Complete the selection of Task Configs.

  • mutation_task indicates the type of mutation task. You can choose from Single-site or Multi-site mutagenesis and Saturation mutagenesis.
  • data_type indicates the kind of data you're using, which determines the dataset file you should upload. You can find more details about the formats for different types of data in the provided instruction.

Step 2

Click the run button to apply the configs.

Step 3

After clicking the "Run" button, additional input boxes and upload button will appear.

For a single sequence, enter the sequence and the mutation information into the corresponding input fields. (Note that for Saturation mutagenesis, you won't see the Mutation input box.)

For multiple sequences, click the upload button to upload your dataset. (Note that for Saturation mutagenesis, you don’t need to provide mutation information in your dataset, which means only sequence column is required in the .csv dataset.)

Step 4

Click the run button to start predicting. Check your results after finishing prediction.

  • For a single sequence, the predicted score will be show in the output.
  • For multiple sequences, the predicted score will be saved in a .csv file.

Untitled

Untitled

How to use model for inverse folding prediction

Task config

  • method refers to the prediction method. It could be either argmax or multinomial.
    • argmax selects the amino acid with the highest probability.
    • multinomial samples an amino acid from the multinomial distribution.
  • num_samples refers to the number of output amino acid sequences.

Model

Default model is Official pretrained SaProt (650M).

Inverse folding dataset

PDB/CIF file

After generating the sequence

Predict the structure of generated sequence

Align proteins using TMalign

Instruction

Step 1

Click the run button to upload the structure file, which could be in the format of .pdb or .cif file.

Step 2

After clicking the "Run" button, additional input boxes and upload button will appear.

Step 3

After uploading the structure file, it will be transformed into AA sequence and structure sequence.

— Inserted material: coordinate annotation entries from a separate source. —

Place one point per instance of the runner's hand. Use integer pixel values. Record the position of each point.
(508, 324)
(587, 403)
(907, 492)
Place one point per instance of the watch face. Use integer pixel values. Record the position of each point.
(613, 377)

Use '#' to mask some amino acids for prediction.

Step 4

Choose the prediction method.

Step 5

Click the run button to make prediction.

How to contribute to SaprotHub

Join SaprotHub Organization

Before contributing to SaprotHub, you need to join the SaprotHub Huggingface Organization to gain write access to the subset of repos within the Organization that you have created.

Contribute to SaprotHub

You have two ways to contribute to SaprotHub:

  1. Transfer your model to SaprotHub (Recommended)
  2. Create a new model repository and upload model files

Transfer your model to SaprotHub (Recommended)

Once you have uploaded the model to your Huggingface repository using ColabSaprot, you can directly transfer your model to SaprotHub.

Create a new model repository and upload model files

You can manually create a new model repository on SaprotHub, and then upload the model files to this repository.